Pain is a form of stress, both the symptoms and its effect on daily life. The research team has been investigating a new stage approach to measuring pain that characterizes chronic pain as a stressor based on factors that drive physiological change. These include frequency of pain (intermittent or persistent), average intensity of pain, duration of pain (how long living with pain), and extent of pain (number of pain sites across the body).
Participants with higher stages of pain and lower sociodemographic factors had about 4% less gray matter in the temporal lobe than participants in the same sociodemographic group with lower stages of pain.
“As we get older, typically starting around our mid-50s to mid-60s, we lose about half a percent of our gray matter per year,” said the study’s lead author Jared Tanner, Ph.D., a research assistant professor of clinical and health psychology in the UF College of Public Health and Health Professions, part of UF Health, the university’s academic health center. “So a 3-4% difference could be thought of as an additional six to eight years of aging in the brain.”
The area of the brain where the gray matter loss occurred is predictive of future cognitive decline, indicating these adults might have greater risk of developing dementia or Alzheimer’s disease, Tanner said.
“Other researchers have shown that non-Hispanic Black adults are up to twice as likely as non-Hispanic white adults to develop Alzheimer’s disease,” Tanner said. “Findings indicate a variety of environmental factors might be contributing. This study helps us begin to identify an additional factor to explore that may contribute to health disparities in rates of dementia and Alzheimer’s disease in some underrepresented ethnic/race groups. In this case, it looks like stage of chronic pain, along with other life experiences, may be playing a role.”

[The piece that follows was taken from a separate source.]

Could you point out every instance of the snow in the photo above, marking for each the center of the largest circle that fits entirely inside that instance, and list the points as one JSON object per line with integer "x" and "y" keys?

The study, which appears in the Journal of Alzheimer’s Disease, included 147 adults between the ages of 45 and 85 who experience mild to moderate knee pain. Participants were asked to provide sociodemographic information, complete a brief assessment of cognitive function and answer questions about their experience of knee pain intensity, frequency, how long it has been occurring and if they experience pain in other areas of their body. MRI scans captured images of their brains.
“The body and the brain are adaptive to stress to a certain point,” said the study’s senior author Kimberly Sibille, Ph.D., an associate professor of aging & geriatric research and pain medicine in the UF College of Medicine. “But with persistent stressors that are more intense and longer duration, eventually the body’s response is no longer adaptive and changes start occurring in the other direction, a process known as allostatic overload.
“We have previously shown relationships with stress-related clinical measures and now we show relationships in the brain,” Sibille said. “People with low pain stage — intermittent, low intensity, shorter duration and minimal sites of pain — differ from the groups with higher stages of chronic pain. Further, in combination with lower protective factors, including lower income, education and health insurance access, those individuals with higher chronic pain stage show less gray matter in cortical areas of the brain.”
While more research is needed to understand the complex relationship between the brain, pain and stress, the findings suggest that some individuals with chronic pain who are at increased risk for gray matter loss might benefit from earlier identification and treatment for their pain, Tanner said.
“I think what this research offers is further understanding of the consequences of chronic pain and associated risk and protective factors and approaches to improve how we assess chronic pain, which will hopefully inform our efforts to treat pain,” Sibille said.
Financial support for the study was provided by the National Institute on Aging and the Center for Advancing Translational Sciences, both part of the National Institutes of Health, as well as the National Science Foundation.